Authored by mbrkusanin on Oct 1 2021, 8:33 AM.

Diff Detail

Event Timeline

mbrkusanin created this revision.Oct 1 2021, 8:33 AM
mbrkusanin requested review of this revision.Oct 1 2021, 8:33 AM
foad added inline comments.Oct 1 2021, 8:37 AM
llvm/include/llvm/CodeGen/GlobalISel/CombinerHelper.h
371–376

Would it be neater to combine these into a single "fabs of fabs-or-fneg" combine?

mbrkusanin added inline comments.Oct 1 2021, 8:56 AM
llvm/include/llvm/CodeGen/GlobalISel/CombinerHelper.h
371–376

There are actually not that similar.
fabs(fabs(x)) to fabs(x) replaces outer abs with inner one and deletes the outer one.

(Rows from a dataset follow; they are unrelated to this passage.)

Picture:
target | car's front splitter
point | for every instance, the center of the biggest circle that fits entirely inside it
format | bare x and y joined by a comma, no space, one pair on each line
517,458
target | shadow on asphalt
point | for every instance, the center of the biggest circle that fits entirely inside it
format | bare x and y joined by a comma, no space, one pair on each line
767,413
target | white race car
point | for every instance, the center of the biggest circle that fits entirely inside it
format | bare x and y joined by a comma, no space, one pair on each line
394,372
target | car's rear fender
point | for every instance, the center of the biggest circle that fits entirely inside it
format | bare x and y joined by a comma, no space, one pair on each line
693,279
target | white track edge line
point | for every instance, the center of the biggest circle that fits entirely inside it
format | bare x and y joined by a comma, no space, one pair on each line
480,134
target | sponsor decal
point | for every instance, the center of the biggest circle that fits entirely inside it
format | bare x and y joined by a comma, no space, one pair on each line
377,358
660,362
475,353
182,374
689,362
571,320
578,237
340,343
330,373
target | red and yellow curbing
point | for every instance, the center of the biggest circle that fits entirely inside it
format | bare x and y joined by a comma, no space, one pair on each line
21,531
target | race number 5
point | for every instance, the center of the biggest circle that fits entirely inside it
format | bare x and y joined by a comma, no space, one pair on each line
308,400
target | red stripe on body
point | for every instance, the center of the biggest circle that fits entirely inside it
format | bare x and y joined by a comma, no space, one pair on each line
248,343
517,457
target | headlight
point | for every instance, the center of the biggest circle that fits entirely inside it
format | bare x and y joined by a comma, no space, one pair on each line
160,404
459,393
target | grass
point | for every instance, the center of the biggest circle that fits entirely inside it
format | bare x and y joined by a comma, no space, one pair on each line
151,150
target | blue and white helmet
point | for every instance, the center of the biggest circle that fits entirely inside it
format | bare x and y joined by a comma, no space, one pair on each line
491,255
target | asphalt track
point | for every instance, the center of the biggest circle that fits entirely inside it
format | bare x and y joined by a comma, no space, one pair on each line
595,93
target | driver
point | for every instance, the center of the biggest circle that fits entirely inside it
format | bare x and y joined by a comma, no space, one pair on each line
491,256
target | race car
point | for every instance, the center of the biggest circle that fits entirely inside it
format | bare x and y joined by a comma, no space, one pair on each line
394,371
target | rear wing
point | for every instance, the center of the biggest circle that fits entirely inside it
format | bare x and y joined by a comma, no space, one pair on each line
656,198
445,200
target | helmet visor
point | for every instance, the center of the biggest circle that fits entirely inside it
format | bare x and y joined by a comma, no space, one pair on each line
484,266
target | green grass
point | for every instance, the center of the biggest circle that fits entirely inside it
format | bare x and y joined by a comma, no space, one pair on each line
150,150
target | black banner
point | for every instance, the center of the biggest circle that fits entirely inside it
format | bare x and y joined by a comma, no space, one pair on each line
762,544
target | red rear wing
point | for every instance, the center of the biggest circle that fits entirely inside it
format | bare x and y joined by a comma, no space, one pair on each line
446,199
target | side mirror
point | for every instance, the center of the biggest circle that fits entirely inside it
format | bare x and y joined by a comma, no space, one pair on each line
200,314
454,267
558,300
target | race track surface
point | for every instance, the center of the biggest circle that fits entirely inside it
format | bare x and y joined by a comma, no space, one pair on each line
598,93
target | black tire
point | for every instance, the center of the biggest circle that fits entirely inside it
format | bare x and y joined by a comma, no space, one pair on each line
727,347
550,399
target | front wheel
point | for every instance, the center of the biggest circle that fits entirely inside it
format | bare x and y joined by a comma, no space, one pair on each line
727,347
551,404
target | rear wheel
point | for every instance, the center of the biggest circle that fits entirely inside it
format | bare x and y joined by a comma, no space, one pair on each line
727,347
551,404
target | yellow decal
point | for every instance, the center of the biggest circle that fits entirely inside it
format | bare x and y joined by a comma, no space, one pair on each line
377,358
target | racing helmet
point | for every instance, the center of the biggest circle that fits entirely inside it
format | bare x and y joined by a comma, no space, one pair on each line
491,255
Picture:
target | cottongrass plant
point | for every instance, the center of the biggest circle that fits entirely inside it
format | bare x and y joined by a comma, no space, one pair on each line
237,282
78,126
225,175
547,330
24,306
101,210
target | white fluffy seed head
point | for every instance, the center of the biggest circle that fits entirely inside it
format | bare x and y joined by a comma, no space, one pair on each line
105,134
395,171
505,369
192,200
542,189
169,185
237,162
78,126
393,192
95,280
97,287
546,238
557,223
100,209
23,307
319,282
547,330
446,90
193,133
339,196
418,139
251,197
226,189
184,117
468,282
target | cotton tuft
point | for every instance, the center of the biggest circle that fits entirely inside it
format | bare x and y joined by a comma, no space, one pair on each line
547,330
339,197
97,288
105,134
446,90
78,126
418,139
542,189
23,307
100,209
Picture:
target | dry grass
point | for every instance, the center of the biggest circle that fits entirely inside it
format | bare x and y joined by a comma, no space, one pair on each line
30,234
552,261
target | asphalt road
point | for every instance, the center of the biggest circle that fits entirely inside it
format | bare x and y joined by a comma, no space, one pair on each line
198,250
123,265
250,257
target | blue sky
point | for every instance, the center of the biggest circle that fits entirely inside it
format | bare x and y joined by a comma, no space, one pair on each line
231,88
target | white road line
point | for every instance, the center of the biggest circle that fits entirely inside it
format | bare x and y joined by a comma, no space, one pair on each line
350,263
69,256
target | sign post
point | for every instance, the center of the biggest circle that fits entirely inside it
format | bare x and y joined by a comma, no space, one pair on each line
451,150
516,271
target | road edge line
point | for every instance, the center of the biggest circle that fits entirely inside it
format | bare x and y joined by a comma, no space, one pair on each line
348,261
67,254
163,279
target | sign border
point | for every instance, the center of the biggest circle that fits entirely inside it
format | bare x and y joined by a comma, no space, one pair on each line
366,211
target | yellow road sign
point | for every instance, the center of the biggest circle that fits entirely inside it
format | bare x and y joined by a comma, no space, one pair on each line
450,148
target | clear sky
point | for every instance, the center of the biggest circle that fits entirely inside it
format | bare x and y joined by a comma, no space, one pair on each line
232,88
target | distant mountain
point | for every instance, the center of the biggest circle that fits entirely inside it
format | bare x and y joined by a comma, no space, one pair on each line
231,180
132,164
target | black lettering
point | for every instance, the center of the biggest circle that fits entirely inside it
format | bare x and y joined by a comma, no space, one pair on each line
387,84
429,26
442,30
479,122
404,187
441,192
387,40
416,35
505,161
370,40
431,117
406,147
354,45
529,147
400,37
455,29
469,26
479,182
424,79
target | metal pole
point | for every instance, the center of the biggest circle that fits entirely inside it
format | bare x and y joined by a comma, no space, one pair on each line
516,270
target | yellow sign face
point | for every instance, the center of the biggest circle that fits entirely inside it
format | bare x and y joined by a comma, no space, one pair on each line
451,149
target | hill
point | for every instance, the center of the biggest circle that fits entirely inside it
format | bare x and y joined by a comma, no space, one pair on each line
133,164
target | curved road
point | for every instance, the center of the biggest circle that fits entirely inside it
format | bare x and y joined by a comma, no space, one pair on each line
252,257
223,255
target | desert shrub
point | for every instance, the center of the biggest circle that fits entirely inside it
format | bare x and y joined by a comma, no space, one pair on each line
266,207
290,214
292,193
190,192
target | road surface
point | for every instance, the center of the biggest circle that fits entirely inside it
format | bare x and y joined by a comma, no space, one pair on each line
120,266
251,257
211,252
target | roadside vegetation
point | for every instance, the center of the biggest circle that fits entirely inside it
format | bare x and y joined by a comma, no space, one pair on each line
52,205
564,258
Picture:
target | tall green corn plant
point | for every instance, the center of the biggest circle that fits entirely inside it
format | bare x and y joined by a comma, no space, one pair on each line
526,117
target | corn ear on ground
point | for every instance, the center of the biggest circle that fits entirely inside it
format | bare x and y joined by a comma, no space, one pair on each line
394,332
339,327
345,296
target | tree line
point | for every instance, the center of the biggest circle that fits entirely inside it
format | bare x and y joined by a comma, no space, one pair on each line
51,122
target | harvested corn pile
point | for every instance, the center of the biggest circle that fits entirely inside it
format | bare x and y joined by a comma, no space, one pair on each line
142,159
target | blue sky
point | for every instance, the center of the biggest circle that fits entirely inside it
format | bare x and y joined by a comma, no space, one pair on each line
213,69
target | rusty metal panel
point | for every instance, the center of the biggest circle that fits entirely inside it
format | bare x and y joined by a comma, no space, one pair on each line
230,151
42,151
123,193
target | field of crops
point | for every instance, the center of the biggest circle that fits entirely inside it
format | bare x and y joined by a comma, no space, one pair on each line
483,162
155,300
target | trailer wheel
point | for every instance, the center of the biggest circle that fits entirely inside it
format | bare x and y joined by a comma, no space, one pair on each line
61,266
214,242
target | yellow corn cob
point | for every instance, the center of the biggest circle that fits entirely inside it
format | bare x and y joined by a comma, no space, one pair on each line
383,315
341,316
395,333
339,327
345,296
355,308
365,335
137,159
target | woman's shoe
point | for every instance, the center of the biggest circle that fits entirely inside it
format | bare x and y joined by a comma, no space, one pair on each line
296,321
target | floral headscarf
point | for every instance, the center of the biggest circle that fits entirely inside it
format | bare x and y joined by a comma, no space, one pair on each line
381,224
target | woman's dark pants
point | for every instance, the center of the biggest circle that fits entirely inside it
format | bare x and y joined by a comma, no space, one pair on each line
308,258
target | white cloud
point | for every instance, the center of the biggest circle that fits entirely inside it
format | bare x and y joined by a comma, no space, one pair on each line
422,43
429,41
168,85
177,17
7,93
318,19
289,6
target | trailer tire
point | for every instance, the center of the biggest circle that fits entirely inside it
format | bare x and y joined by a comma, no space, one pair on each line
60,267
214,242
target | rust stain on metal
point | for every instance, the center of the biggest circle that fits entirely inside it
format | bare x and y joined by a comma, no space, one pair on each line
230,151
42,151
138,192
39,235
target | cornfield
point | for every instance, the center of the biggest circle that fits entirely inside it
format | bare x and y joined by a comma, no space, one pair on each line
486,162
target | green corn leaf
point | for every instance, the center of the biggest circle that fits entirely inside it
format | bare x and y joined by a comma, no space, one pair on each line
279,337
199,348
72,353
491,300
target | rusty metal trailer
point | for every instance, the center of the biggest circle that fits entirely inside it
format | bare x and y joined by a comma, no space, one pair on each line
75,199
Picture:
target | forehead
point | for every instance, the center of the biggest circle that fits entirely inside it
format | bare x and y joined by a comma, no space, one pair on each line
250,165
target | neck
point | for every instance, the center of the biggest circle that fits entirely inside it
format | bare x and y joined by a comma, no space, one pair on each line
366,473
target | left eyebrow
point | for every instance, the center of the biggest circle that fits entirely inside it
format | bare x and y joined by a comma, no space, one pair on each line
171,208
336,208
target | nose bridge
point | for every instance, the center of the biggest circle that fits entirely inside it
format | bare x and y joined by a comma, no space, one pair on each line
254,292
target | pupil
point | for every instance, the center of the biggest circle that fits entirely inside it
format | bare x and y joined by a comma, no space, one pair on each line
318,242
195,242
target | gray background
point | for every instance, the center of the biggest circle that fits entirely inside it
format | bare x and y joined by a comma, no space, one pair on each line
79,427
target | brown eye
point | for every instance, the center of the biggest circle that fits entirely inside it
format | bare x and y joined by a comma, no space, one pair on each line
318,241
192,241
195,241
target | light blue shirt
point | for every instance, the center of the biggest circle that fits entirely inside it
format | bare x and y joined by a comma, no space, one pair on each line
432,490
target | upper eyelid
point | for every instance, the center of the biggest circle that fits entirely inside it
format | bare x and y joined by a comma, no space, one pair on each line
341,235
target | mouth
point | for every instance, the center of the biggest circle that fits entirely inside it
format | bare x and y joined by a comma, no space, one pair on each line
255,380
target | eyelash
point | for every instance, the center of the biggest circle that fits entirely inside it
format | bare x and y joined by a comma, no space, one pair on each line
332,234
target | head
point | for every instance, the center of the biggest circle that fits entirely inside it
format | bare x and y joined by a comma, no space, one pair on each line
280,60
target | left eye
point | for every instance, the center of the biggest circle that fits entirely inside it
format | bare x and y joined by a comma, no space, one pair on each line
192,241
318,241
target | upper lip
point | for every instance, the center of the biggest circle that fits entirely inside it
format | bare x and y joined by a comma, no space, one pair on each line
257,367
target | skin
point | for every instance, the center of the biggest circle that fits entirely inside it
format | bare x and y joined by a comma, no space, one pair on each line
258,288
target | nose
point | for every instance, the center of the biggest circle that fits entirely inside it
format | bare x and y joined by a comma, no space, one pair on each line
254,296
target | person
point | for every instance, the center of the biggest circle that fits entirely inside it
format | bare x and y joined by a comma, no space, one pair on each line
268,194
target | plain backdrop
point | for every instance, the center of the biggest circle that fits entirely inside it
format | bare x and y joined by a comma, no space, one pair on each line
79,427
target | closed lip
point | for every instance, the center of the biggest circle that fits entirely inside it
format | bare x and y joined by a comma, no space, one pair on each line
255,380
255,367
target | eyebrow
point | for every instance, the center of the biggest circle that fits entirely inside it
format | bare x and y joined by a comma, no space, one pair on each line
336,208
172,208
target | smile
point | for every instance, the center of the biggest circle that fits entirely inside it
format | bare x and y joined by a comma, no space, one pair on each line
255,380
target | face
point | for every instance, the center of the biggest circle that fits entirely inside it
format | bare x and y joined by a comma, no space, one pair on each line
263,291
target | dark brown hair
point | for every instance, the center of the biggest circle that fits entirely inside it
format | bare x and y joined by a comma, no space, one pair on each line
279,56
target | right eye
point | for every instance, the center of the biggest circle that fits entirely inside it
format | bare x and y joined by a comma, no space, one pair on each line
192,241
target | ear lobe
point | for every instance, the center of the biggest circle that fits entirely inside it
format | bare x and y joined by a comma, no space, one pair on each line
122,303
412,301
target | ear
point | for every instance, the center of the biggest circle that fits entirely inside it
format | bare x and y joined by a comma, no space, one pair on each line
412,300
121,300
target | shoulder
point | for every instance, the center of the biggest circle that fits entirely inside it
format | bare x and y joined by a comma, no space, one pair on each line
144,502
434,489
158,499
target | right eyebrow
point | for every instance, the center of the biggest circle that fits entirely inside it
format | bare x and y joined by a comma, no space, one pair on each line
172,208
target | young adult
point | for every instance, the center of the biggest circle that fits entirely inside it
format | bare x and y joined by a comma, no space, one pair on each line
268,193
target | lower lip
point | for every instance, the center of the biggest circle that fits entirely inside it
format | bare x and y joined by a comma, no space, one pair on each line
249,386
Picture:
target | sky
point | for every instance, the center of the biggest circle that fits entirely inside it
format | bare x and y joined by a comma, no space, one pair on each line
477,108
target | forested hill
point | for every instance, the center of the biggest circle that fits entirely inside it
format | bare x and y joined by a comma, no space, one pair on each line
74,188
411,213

I do not delete anything because fneg might have multiple uses.
My main motivation for this combine is to help AMD's instruction selection when it comes to source modifiers. After abs is selected into a modifier it will stop and it wont pick neg which will live on and be redundant.
Even with multiple uses of fneg(x) those other uses can still be replaced by a neg src modifier (but because of the redundant use it won't be DCE'd).

Here is an interesting test that shows benefits even with multple uses of fneg(x):

define amdgpu_vs float @test(float %x, float %y) {
.entry:
    %negx = fneg float %x
    %absnegx = call float @llvm.fabs.f32(float %negx)
    %add1 = fadd float %absnegx, %y
    %add2 = fadd float %add1, %negx
    ret float %add2
}

declare float @llvm.fabs.f32(float)

Before patch:

	v_xor_b32_e32 v2, 0x80000000, v0
	v_add_f32_e64 v1, |v2|, v1
	v_add_f32_e64 v0, v1, -v0

After patch:

	v_add_f32_e64 v1, |v0|, v1
	v_add_f32_e64 v0, v1, -v0
foad accepted this revision.Oct 4 2021, 8:08 AM

LGTM.

llvm/include/llvm/CodeGen/GlobalISel/CombinerHelper.h
371–376

OK.

llvm/lib/CodeGen/GlobalISel/CombinerHelper.cpp
2139

Could return false early.

This revision is now accepted and ready to land.Oct 4 2021, 8:08 AM
mbrkusanin marked an inline comment as done.Oct 5 2021, 4:44 AM
This revision was automatically updated to reflect the committed changes.